My Canadian husband is befuddled by this. Weather is the first thing we discuss with our relatives. It is the major topic, especially when people can't say what's really on their minds. For example we received a letter from a childhood friend who wrote the first page on the weather (How little snow we've had this season) and the second page moved seamlessly into the break-up of his marriage. My husband is perplexed by the Irish seeming indifference to their climate. To him it's like a country whose economy is on the brink of collapse and everyone hides his money under the mattress and goes merrily along.
But even in this fog and chilly air, I think I see. Ireland remains true to its pagan roots and mysticism and superstition abound. As we watch a blazing red sunset, a neighbor joins us and said, "Red sun at night; sailors delight." But in the morning when nothing has changed, we alter it to "Red sun at night in Ireland isn't right."
One night a flock of birds appears. Thousands and thousands soar overheard. As we run out to see, a neighbor's child turn to us and says, "It will be hot tomorrow. We learned this in school. When the birds come in flocks, it will be hot tomorrow." But the next day when it is just as cold as it has been we are left to ponder the efficacy of the Irish public school system.
I ask the mother of a friend who lives in Tralee what an Irish weatherman does for a living and she replies, "Oh, they just cover all the bases. A little wind, a little rain, a little sun, a little fog." Yet no one seems too upset by this. Indeed no one thinks very much about it as they blithely put on their slickers and move their livestock or plough their fields, as they take children for walks or even swim in the sea which we saw people doing several times in rainstorms. There are no predictions here. No "what will come tomorrow." Anything goes.
It is what I have come to admire about the Irish character.
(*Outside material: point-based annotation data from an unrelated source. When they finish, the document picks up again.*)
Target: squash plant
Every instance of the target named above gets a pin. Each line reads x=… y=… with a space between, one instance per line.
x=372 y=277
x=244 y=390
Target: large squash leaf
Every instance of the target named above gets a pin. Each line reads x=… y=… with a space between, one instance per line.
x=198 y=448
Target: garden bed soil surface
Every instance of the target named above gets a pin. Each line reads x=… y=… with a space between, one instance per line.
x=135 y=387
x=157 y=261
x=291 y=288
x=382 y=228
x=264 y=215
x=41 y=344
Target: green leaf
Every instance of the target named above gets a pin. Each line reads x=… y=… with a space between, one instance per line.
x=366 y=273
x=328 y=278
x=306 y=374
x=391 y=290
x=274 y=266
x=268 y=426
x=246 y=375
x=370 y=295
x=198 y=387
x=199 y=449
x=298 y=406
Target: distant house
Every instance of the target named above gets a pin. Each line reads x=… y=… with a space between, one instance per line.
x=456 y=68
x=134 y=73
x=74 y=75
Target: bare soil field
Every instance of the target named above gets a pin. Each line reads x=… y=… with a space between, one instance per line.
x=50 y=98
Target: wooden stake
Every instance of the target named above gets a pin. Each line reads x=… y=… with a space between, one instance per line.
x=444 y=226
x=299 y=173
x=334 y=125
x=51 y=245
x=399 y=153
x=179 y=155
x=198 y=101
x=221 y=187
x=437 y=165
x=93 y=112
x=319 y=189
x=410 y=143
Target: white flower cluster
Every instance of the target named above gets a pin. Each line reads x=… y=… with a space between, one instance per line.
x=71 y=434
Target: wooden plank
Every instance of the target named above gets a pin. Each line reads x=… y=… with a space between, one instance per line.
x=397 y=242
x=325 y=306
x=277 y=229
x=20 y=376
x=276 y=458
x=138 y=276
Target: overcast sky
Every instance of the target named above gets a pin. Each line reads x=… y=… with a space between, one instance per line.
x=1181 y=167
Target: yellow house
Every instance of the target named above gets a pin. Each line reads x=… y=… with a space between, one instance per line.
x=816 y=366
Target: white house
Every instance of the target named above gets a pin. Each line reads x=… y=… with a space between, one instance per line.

In pubs they sing of shipwrecks and brokenhearts and the heroes of Ireland, but no one sings of the weather. The only person ever to discuss the weather with us in any detail was a despondant Hungarian innkeeper and a neighbor who kept asking cheerily, "So what do you think of our Irish weather." We did once listen to about a dozen takes of Ella Fitzgerald singing "Stormy Weather" and thought the tape was stuck until we realized it was the restaurant's idea of a joke. And it's not lost on us that their number one liqueur is called Irish Mist.
But to me it all goes back to those Celts who cast their lot with an unyielding land, but also believe in fairies in the Liss. To them this land where little grows is magical and they have clung to it fiercely through years of oppression. They aren't going to be bothered by a few drops. They will strike as defiant pose and carry on. They will head to their pubs for a pint and a song.
I know when I will next see the sun. When my plane lifts off in a few days. Meanwhile this fog which sits outside my window is nothing to them. It will come. It will go. And it has a beauty of its own.